Kubernetes metadata overwhelms memory limits in the Agent process

faec commented 4 months ago

Diagnostics from production Agents running on Kubernetes show:

The elastic-agent process itself uses more memory than all its configured inputs combined.
Within the elastic-agent process, more than 90% of memory use is in Kubernetes helpers. 70% of that is from elastic-agent-autodiscover and the other 20% is from helpers internal to elastic-agent.

We need to understand why the Kubernetes helpers are using so much memory, and find a way to mitigate it.

Definition of done

[ ] Provide steps for a reproducible setup that can demonstrate the aforementioned memory usage with an Agent diagnostic
[ ] Attach Agent diagnostic to this issue to use as a baseline, so we can compare against it when improvements are made
[ ] Reduce memory use by Kubernetes helpers from 90% to TBD% (TBD, at the moment, until we've done more investigation)

elasticmachine commented 4 months ago

Pinging @elastic/elastic-agent-control-plane (Team:Elastic-Agent-Control-Plane)

cmacknz commented 4 months ago

Possible related, an increase starting in 8.14.0 was detected by the ECK integration tests https://github.com/elastic/elastic-agent/issues/4730

faec commented 4 months ago

Possible related, an increase starting in 8.14.0 was detected by the ECK integration tests

FWIW the diagnostics described by this issue were from 8.13.3.

elasticmachine commented 4 months ago

Pinging @elastic/elastic-agent-data-plane (Team:Elastic-Agent-Data-Plane)

jlind23 commented 4 months ago

After chatting with @cmacknz and @pierrehilbert, assigning this to you @faec and making it a high priority for the next sprint.

bturquet commented 4 months ago

cc @gizas

faec commented 4 months ago

Agent's variable provider API is very opaque, which is probably a big part of this. Agent's Coordinator doesn't provide any constraints on what variables might be requested, hence the Kubernetes helpers make (and cache) very large / verbose state queries. https://github.com/elastic/elastic-agent/issues/2887 is related -- a possible Agent-side solution is to implement better policy parsing to validate the full configuration and give variables providers like Kubernetes a list of variables that are used.
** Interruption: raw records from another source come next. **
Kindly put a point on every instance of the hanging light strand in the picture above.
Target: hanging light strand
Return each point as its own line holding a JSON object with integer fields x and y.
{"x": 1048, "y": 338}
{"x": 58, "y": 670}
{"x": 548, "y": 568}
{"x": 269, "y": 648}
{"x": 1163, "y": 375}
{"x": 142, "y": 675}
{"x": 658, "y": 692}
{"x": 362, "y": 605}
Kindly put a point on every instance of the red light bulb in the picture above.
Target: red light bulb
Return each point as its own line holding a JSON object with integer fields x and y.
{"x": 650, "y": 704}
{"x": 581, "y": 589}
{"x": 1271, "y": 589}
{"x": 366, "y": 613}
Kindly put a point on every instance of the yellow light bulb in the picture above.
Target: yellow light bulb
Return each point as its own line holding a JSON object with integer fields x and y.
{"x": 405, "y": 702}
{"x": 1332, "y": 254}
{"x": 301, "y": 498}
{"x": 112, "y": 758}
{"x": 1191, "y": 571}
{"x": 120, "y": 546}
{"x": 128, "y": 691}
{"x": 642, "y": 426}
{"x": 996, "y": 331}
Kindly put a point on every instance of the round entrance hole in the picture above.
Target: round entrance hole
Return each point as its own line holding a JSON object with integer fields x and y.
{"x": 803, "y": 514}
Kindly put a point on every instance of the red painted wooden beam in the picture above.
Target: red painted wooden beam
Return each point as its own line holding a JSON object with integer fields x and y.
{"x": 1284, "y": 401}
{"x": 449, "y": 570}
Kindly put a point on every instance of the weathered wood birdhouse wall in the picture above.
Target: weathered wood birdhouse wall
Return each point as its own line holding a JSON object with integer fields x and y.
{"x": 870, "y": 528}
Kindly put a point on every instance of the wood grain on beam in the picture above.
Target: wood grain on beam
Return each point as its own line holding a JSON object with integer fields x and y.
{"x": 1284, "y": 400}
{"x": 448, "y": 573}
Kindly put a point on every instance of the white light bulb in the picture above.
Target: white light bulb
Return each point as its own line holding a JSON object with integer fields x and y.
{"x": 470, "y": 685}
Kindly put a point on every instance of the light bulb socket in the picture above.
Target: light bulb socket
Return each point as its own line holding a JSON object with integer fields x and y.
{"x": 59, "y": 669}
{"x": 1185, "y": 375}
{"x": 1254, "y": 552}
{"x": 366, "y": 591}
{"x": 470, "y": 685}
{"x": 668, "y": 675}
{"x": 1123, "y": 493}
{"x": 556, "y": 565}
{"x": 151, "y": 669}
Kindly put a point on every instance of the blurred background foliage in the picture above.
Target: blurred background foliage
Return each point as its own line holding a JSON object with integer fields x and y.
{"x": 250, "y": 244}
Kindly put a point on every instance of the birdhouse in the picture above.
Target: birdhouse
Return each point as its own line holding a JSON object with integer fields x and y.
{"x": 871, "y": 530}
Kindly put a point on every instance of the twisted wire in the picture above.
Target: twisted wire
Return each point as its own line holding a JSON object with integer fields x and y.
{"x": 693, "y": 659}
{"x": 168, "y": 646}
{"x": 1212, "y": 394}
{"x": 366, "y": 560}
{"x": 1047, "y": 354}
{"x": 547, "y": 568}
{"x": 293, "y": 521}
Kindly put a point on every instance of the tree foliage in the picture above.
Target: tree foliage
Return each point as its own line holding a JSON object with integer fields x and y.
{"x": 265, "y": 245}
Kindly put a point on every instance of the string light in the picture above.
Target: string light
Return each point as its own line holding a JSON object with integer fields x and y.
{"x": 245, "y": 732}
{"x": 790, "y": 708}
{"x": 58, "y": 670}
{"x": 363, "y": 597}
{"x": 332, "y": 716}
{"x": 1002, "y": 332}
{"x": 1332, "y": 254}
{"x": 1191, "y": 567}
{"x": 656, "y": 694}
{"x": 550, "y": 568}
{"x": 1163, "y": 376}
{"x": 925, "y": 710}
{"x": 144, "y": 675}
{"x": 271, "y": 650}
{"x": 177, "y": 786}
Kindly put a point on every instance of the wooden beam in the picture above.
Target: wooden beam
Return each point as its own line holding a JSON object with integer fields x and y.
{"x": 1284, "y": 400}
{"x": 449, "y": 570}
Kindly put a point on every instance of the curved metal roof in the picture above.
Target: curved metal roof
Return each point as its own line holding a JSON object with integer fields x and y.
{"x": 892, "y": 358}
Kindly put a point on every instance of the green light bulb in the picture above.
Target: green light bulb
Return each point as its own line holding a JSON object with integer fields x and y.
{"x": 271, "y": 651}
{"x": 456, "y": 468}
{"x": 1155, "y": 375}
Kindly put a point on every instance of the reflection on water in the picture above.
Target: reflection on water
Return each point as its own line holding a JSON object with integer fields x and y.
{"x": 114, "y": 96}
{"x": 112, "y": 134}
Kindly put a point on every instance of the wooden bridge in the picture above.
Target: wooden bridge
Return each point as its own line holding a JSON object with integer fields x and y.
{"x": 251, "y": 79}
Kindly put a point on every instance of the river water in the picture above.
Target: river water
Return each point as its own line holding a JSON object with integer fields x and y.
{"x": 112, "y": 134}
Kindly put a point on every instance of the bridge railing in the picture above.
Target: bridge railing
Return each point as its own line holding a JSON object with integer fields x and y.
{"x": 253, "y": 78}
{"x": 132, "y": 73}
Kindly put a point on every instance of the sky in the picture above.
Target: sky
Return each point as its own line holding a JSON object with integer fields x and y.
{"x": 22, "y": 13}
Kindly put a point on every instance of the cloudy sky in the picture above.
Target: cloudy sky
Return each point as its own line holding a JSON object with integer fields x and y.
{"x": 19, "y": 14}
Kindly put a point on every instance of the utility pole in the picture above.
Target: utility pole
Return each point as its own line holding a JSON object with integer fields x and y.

@bturquet / @gizas, if we add hooks to the variable provider API for the Coordinator to give a list of possible variables, what work would be needed to restrict Kubernetes queries to those variables?

gizas commented 4 months ago

@faec trying to understand here how we can combine those pieces. So lets say the the parsing changes and there is a list of variables that the provider will need to populate. On kubernetes provider here we start the watchers but with general arguments.

The other metadata enrichment we do with enrichers again is unrelated with the flow you describe here.

Maybe we can sync offline for me to understand more about this?

cc @MichaelKatsoulis

alexsapran commented 3 months ago

Hi all,

I was looking at this, and I wanted to know if we are applying any filtering on the data we receive from the k8s metadata. Does all data need to be cached locally in the local k8s cache? I'd like to know if we can apply any transformation to nullify some of the fields and keep only the ones we care about; this way, the RSS memory of the Elastic Agent will hold only the data we care about and will not be influenced by the size of the k8s cluster.

neiljbrookes commented 2 months ago

Hello all @faec @ycombinator Is there any update on this issue ? I am planing an upgrade to 8.14.1 this week, do we anticipate any improvements ?

pierrehilbert commented 2 months ago

Fae is currently in PTO and unfortunately she didn't have time to investigate on this yet. This is planned in the current sprint (that started today).

rgarcia89 commented 2 months ago

We are facing this issue too. We see the elastic agents hitting the current memory limit of 1200Mi. I would greatly appreciate it if this topic could be given higher priority, as it is quite annoying to see the agents using that much memory.

pierrehilbert commented 2 months ago

Hello @rgarcia89, This topic has an high priority but as you can imagine, this was not the only one. @faec will soon start to look at this so I hope we will soon be able to share good news.

nimdanitro commented 1 month ago

FWIW, I think we could apply some meaningful transformers in the informers. We did something very similar in our mki-cost-exporter project: https://github.com/nimdanitro/mki-cost-exporter/blob/feat/poc/pkg/costmeter/meter.go#L124C14-L124C26 here is an example of the cache.TransformFunc which we set to our informers: https://github.com/nimdanitro/mki-cost-exporter/blob/feat/poc/pkg/informers/transformer/transform.go#L34

Obviously, we could ignore a large portion of the information for our specific use case.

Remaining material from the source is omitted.